Minimierung des Verwaltungsaufwands

Japan ist mit seiner Zeremonialtee-Kultur ein wichtiger Markt für Anassa-Bio-Kräutertees. Das Handelsabkommen zwischen der EU und Japan bedeutet, dass Ausfuhren nach Japan einfach und kostengünstig sind. Anassa Organics arbeitet eng mit einem japanischen Partner zusammen, der für die Vermarktung und den Verkauf ihrer Produkte in Japan verantwortlich ist. Anassa sei erstaunlich, dass die einzigen zusätzlichen Unterlagen, die für den Verkauf nach Japan erforderlich seien, ein Ursprungszeugnis und ein einfaches Konnossement seien – der Beförderungsvertrag zwischen dem Spediteur und dem Spediteur, der ebenfalls den Nachweis des Eigentums an den Waren beweise. Dank des Handelsabkommens zwischen der EU und Kanada ist dies auch der Fall, wenn Anassa Organics nach Kanada exportiert. Für die Ausfuhr nach Singapur bedeutet das Handelsabkommen zwischen der EU und Singapur, dass sie nur ein Konnossement benötigen.

Durchfahrt durch den Zoll

Anassa Organics hat auch Erfahrung mit dem Verkauf ihrer Produkte in Ländern, die keine Handelsabkommen mit der EU geschlossen haben. Der Kontrast ist stark ausgeprägt. Besteht beispielsweise kein Handelsabkommen, muss der Einführer zunächst die Anassa-Bio-Produkte bei der zuständigen Organisation des Landes registrieren; allein dieser Prozess kann zwei bis fünf Monate in Anspruch nehmen. Dann kann das Produkt Prüfungen, zusätzliche Bescheinigungen und Erklärungen der Hersteller verlangen. Dieser mühsame Prozess bringt zusätzliche Zeit, Gebühren und Zollverfahren sowohl seitens des Lieferanten als auch des Einführers mit sich. Sobald jedoch ein Handelsabkommen in Kraft ist, verschwindet dieser Prozess. Keine zusätzlichen Registrierungen, keine Prüfung, keine Zertifikate, keine Erklärungen – nur Unternehmen.

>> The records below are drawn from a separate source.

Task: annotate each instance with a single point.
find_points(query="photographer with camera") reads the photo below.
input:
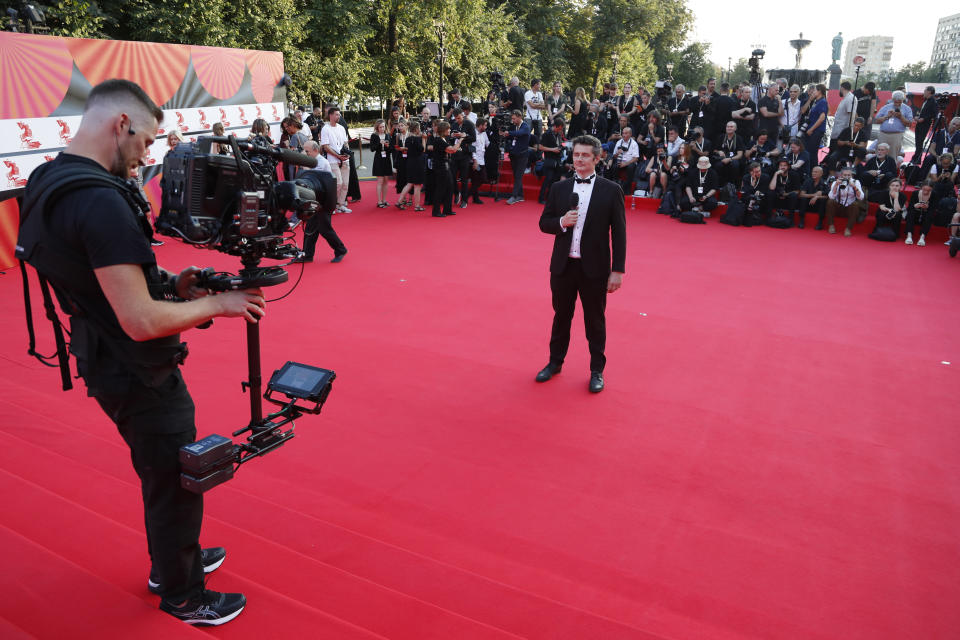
(320, 225)
(745, 115)
(894, 118)
(518, 140)
(813, 197)
(925, 118)
(465, 131)
(533, 100)
(843, 198)
(93, 245)
(727, 156)
(679, 107)
(784, 192)
(772, 110)
(813, 129)
(703, 111)
(699, 194)
(850, 140)
(333, 140)
(878, 171)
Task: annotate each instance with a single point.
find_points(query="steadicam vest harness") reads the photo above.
(57, 264)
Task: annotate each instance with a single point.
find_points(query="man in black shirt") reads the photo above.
(515, 96)
(771, 108)
(551, 145)
(679, 107)
(93, 246)
(461, 162)
(454, 102)
(703, 112)
(866, 105)
(315, 122)
(926, 117)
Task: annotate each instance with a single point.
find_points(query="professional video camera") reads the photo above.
(754, 63)
(664, 91)
(235, 205)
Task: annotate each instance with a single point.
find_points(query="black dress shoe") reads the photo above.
(548, 372)
(596, 382)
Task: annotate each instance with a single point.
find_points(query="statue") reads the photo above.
(837, 44)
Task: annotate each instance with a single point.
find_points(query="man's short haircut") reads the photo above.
(588, 141)
(117, 89)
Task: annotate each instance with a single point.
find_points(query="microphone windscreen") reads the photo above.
(289, 156)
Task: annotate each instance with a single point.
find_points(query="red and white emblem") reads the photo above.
(26, 137)
(13, 174)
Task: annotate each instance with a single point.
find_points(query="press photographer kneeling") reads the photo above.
(92, 243)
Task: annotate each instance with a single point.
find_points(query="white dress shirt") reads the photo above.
(583, 191)
(336, 137)
(480, 148)
(536, 96)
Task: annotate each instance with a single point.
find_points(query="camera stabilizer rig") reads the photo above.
(236, 206)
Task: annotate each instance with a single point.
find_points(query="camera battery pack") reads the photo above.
(212, 451)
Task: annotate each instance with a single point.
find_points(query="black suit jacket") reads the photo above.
(605, 226)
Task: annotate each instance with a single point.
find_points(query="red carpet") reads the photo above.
(775, 455)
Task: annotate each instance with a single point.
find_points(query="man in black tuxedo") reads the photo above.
(581, 261)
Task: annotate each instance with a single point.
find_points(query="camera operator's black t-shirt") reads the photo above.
(98, 224)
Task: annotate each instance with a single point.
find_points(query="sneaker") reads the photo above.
(208, 608)
(211, 558)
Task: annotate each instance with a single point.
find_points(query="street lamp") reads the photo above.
(441, 58)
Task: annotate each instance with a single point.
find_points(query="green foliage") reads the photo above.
(354, 50)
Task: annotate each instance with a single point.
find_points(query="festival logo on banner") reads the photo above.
(27, 143)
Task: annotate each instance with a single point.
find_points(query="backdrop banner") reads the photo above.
(45, 80)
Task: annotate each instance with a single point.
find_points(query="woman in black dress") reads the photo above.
(415, 159)
(380, 147)
(581, 106)
(893, 207)
(401, 162)
(441, 148)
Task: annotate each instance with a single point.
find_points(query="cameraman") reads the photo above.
(518, 141)
(927, 116)
(894, 118)
(844, 197)
(93, 246)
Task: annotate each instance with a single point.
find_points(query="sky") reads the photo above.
(733, 38)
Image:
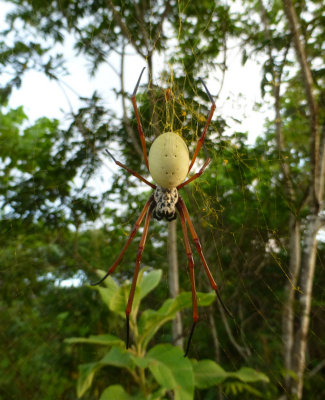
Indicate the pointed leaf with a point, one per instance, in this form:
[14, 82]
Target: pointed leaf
[149, 281]
[105, 340]
[246, 374]
[117, 392]
[116, 357]
[172, 370]
[85, 377]
[150, 321]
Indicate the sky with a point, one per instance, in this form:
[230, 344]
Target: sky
[42, 97]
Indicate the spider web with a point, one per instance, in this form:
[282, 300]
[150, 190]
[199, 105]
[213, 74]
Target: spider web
[251, 275]
[236, 207]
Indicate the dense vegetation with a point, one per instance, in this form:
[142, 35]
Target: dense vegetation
[258, 208]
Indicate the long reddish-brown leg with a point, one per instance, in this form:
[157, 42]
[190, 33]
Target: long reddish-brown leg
[136, 273]
[130, 238]
[199, 250]
[141, 178]
[201, 140]
[196, 175]
[140, 130]
[189, 255]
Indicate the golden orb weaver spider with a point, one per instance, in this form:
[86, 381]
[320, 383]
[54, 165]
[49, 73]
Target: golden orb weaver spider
[168, 166]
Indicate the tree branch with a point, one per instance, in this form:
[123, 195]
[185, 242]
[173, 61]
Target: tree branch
[124, 28]
[312, 105]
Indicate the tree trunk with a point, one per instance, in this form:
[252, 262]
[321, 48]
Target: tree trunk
[177, 329]
[308, 263]
[290, 290]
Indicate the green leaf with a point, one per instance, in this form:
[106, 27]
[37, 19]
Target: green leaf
[150, 320]
[86, 376]
[149, 281]
[246, 374]
[106, 340]
[115, 357]
[172, 370]
[116, 392]
[207, 373]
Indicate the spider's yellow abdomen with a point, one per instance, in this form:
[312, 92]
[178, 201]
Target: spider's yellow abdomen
[168, 160]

Anassa Organics beschäftigt nun 12 Personen direkt und unterstützt 10 Kräuterproduzenten aus ganz Griechenland sowie andere Zulieferer. Für dynamische europäische Kleinunternehmen wie Anassa Organics bieten die Handelsabkommen der EU einen klaren Weg zu den globalen Märkten.